In her book This Changes Everything, Naomi Klein has already spoken of the need for local solutions to sustainability. Local thinking is necessary because the consequences of climate change are multidimensional and vary from region to region, and community to community. There are, however, broader problems that can also be discerned, such as the drive towards economic growth, and the concentration of the climate fallout on the Global South, which a strictly local activism is ill-equipped to handle. These broader problems are the basis for the two other policy proposals in Klein’s book, namely degrowth, and a ‘Marshall Plan for the Earth’. The latter phrase is meant to denote a truly international, altruistic plan of aid, without the imperialistic connotations of the original Marshal Plan. It can be thought of as something like an international Green New Deal, facilitating wealth flows from the Global North to the Global South, the opposite of what would be the case under eco-nationalism. Similar suggestions about embracing the Commons and integrating with workers’ movements, have been made by eco-socialists.

 

For activists in the Global South, the internationalism and enthusiasm of the student protests can be a useful path to such a sustainable future. Particularly in India, it is incumbent upon climate activists to educate students about the many dimensions of climate change—the social, the political, the economic, etc. There is some awareness among the Indian students featured in The Guardian about issues of water scarcity in rural areas. Their lack of concrete policy ideas, unfortunate though it is, reflects the prevailing attitude towards climate change in Indian politics, where it is often ignored, or simply blamed upon the developed nations.

 

The student strikers are enthusiastic, eager to learn, and eager to speak. And they are plugged into a global network that could have direct effects on climate change policy throughout the globe, although how far they will be able to effect structural changes in global political relations remains to be seen. It is important for them to now build alliances between farmers, workers’ unions, anti-caste activists, and other student activists.

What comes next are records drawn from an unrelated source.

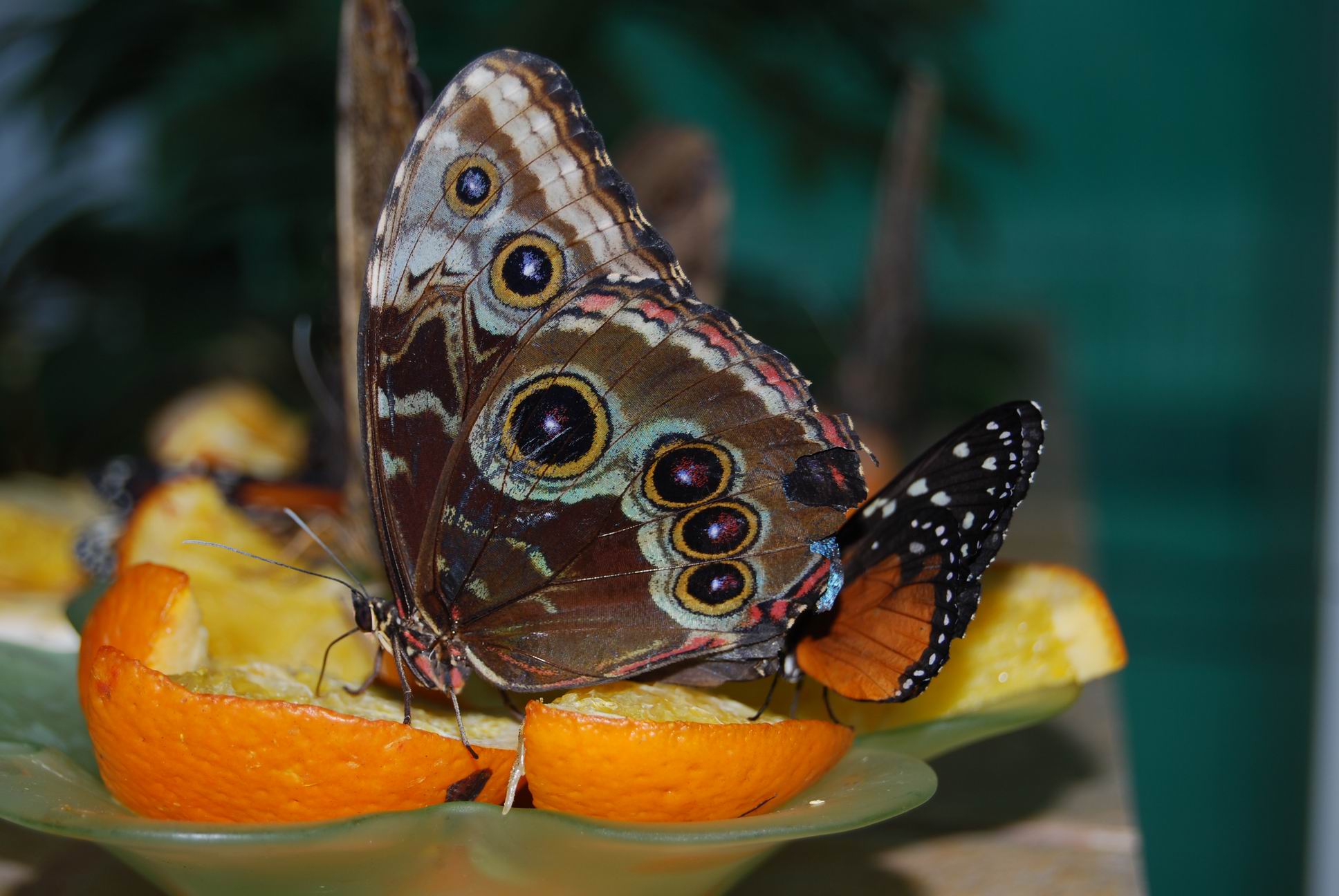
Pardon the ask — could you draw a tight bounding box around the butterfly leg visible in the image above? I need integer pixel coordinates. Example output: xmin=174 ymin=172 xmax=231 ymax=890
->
xmin=316 ymin=628 xmax=355 ymax=696
xmin=824 ymin=684 xmax=856 ymax=729
xmin=498 ymin=687 xmax=525 ymax=722
xmin=344 ymin=647 xmax=382 ymax=696
xmin=748 ymin=666 xmax=794 ymax=722
xmin=391 ymin=632 xmax=414 ymax=725
xmin=447 ymin=666 xmax=479 ymax=759
xmin=790 ymin=673 xmax=805 ymax=718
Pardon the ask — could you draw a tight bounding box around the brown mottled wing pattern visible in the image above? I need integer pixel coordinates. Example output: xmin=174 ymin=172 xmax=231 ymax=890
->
xmin=362 ymin=51 xmax=864 ymax=691
xmin=795 ymin=402 xmax=1046 ymax=702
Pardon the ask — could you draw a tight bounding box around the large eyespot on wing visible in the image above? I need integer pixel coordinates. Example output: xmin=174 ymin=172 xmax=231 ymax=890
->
xmin=502 ymin=373 xmax=609 ymax=480
xmin=489 ymin=232 xmax=566 ymax=309
xmin=442 ymin=153 xmax=502 ymax=218
xmin=795 ymin=402 xmax=1046 ymax=702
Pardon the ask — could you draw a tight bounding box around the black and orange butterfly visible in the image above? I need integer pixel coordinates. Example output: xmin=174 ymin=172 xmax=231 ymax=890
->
xmin=795 ymin=402 xmax=1046 ymax=702
xmin=342 ymin=51 xmax=1040 ymax=734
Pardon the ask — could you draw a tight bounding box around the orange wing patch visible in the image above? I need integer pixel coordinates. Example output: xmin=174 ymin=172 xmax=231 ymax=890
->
xmin=795 ymin=553 xmax=948 ymax=700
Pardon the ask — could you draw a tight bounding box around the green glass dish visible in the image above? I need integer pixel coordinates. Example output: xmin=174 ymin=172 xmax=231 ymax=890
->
xmin=0 ymin=644 xmax=1078 ymax=896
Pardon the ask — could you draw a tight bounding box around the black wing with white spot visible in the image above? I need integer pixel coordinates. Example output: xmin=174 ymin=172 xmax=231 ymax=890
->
xmin=797 ymin=402 xmax=1046 ymax=700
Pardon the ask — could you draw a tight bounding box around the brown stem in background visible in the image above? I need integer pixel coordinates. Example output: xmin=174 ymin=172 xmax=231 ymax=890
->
xmin=335 ymin=0 xmax=429 ymax=552
xmin=838 ymin=71 xmax=943 ymax=431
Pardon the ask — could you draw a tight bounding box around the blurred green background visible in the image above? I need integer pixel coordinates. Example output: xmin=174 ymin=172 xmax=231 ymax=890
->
xmin=0 ymin=0 xmax=1336 ymax=893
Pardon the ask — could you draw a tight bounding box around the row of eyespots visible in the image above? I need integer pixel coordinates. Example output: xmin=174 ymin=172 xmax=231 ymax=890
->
xmin=641 ymin=440 xmax=759 ymax=616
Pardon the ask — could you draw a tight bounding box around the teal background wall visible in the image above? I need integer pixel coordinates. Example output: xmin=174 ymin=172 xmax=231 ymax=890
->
xmin=610 ymin=0 xmax=1336 ymax=893
xmin=932 ymin=3 xmax=1336 ymax=893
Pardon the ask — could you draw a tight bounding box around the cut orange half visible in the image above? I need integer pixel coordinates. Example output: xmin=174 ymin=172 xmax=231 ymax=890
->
xmin=79 ymin=564 xmax=517 ymax=822
xmin=525 ymin=682 xmax=853 ymax=821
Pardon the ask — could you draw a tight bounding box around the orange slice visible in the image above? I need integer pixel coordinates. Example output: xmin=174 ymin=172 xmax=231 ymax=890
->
xmin=525 ymin=682 xmax=853 ymax=821
xmin=79 ymin=564 xmax=515 ymax=822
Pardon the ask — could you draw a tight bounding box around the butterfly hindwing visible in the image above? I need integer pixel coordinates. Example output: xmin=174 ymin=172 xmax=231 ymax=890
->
xmin=362 ymin=51 xmax=865 ymax=690
xmin=795 ymin=402 xmax=1046 ymax=700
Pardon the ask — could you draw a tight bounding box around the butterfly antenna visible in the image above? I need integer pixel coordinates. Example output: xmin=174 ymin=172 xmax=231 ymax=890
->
xmin=284 ymin=507 xmax=367 ymax=596
xmin=182 ymin=539 xmax=366 ymax=593
xmin=313 ymin=627 xmax=359 ymax=696
xmin=748 ymin=666 xmax=782 ymax=722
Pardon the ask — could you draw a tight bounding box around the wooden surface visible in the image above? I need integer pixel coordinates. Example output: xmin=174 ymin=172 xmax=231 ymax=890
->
xmin=750 ymin=680 xmax=1145 ymax=896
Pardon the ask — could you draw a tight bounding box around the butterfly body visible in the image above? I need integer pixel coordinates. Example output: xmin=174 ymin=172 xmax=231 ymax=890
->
xmin=360 ymin=51 xmax=865 ymax=691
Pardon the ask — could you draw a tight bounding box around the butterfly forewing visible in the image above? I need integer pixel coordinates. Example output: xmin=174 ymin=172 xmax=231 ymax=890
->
xmin=362 ymin=51 xmax=865 ymax=690
xmin=797 ymin=402 xmax=1046 ymax=700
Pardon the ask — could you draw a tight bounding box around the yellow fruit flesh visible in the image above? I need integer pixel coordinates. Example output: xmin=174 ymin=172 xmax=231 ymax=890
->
xmin=726 ymin=564 xmax=1126 ymax=731
xmin=172 ymin=663 xmax=519 ymax=750
xmin=549 ymin=682 xmax=784 ymax=725
xmin=149 ymin=382 xmax=306 ymax=478
xmin=120 ymin=477 xmax=375 ymax=680
xmin=0 ymin=476 xmax=106 ymax=601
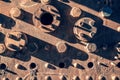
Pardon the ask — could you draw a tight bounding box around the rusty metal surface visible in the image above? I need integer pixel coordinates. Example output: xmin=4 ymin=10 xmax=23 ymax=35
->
xmin=0 ymin=0 xmax=120 ymax=80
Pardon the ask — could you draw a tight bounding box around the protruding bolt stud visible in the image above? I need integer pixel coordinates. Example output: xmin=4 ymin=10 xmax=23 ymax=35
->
xmin=72 ymin=76 xmax=80 ymax=80
xmin=70 ymin=7 xmax=82 ymax=17
xmin=10 ymin=8 xmax=21 ymax=18
xmin=98 ymin=75 xmax=106 ymax=80
xmin=0 ymin=63 xmax=7 ymax=70
xmin=29 ymin=62 xmax=37 ymax=69
xmin=100 ymin=6 xmax=112 ymax=17
xmin=115 ymin=42 xmax=120 ymax=53
xmin=5 ymin=31 xmax=27 ymax=51
xmin=86 ymin=76 xmax=93 ymax=80
xmin=45 ymin=76 xmax=52 ymax=80
xmin=41 ymin=0 xmax=51 ymax=4
xmin=0 ymin=44 xmax=6 ymax=54
xmin=111 ymin=75 xmax=120 ymax=80
xmin=2 ymin=77 xmax=9 ymax=80
xmin=59 ymin=75 xmax=67 ymax=80
xmin=56 ymin=42 xmax=67 ymax=53
xmin=117 ymin=26 xmax=120 ymax=32
xmin=16 ymin=77 xmax=23 ymax=80
xmin=86 ymin=43 xmax=97 ymax=52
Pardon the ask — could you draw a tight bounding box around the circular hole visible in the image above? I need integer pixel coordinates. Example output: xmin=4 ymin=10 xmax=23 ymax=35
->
xmin=115 ymin=77 xmax=120 ymax=80
xmin=117 ymin=62 xmax=120 ymax=68
xmin=40 ymin=12 xmax=53 ymax=25
xmin=101 ymin=77 xmax=106 ymax=80
xmin=30 ymin=63 xmax=36 ymax=69
xmin=88 ymin=62 xmax=93 ymax=68
xmin=59 ymin=62 xmax=65 ymax=68
xmin=0 ymin=63 xmax=6 ymax=69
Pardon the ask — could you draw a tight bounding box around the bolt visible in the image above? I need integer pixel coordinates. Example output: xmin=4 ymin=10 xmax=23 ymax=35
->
xmin=86 ymin=43 xmax=97 ymax=52
xmin=117 ymin=26 xmax=120 ymax=32
xmin=100 ymin=6 xmax=112 ymax=17
xmin=16 ymin=77 xmax=23 ymax=80
xmin=10 ymin=8 xmax=21 ymax=18
xmin=56 ymin=42 xmax=67 ymax=53
xmin=15 ymin=64 xmax=21 ymax=69
xmin=0 ymin=44 xmax=5 ymax=54
xmin=2 ymin=77 xmax=9 ymax=80
xmin=72 ymin=76 xmax=80 ymax=80
xmin=41 ymin=0 xmax=51 ymax=4
xmin=70 ymin=7 xmax=82 ymax=17
xmin=115 ymin=42 xmax=120 ymax=53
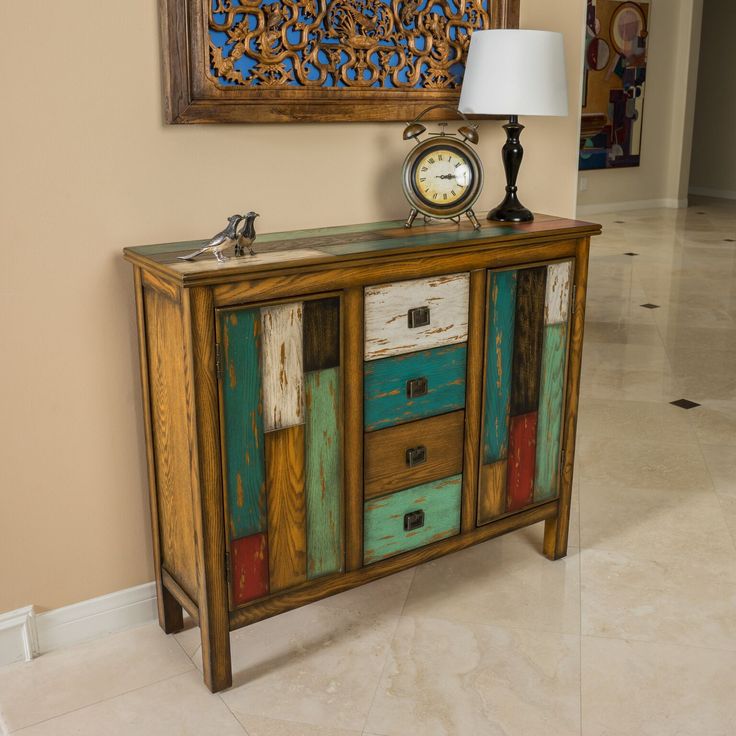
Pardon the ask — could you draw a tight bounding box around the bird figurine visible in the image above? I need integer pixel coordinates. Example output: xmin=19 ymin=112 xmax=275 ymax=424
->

A multi-dimensional approach to the water crisis, for example, requires the building of alliances between farmers protesting drought, expensive GM crops, and money-lending practices, dalits agitating for equal water access in wells, workers striking for better labour conditions in increasingly crowded and drought-prone cities, and intellectuals devising new patent laws that affect GM copyrights. These alliances will break down the trichotomy of differing international, national and local perspectives on climate change. It might give one hope for a future where local issues interact with global politics, slowly marshalling the resources for a ‘Marshall Plan for the Earth’.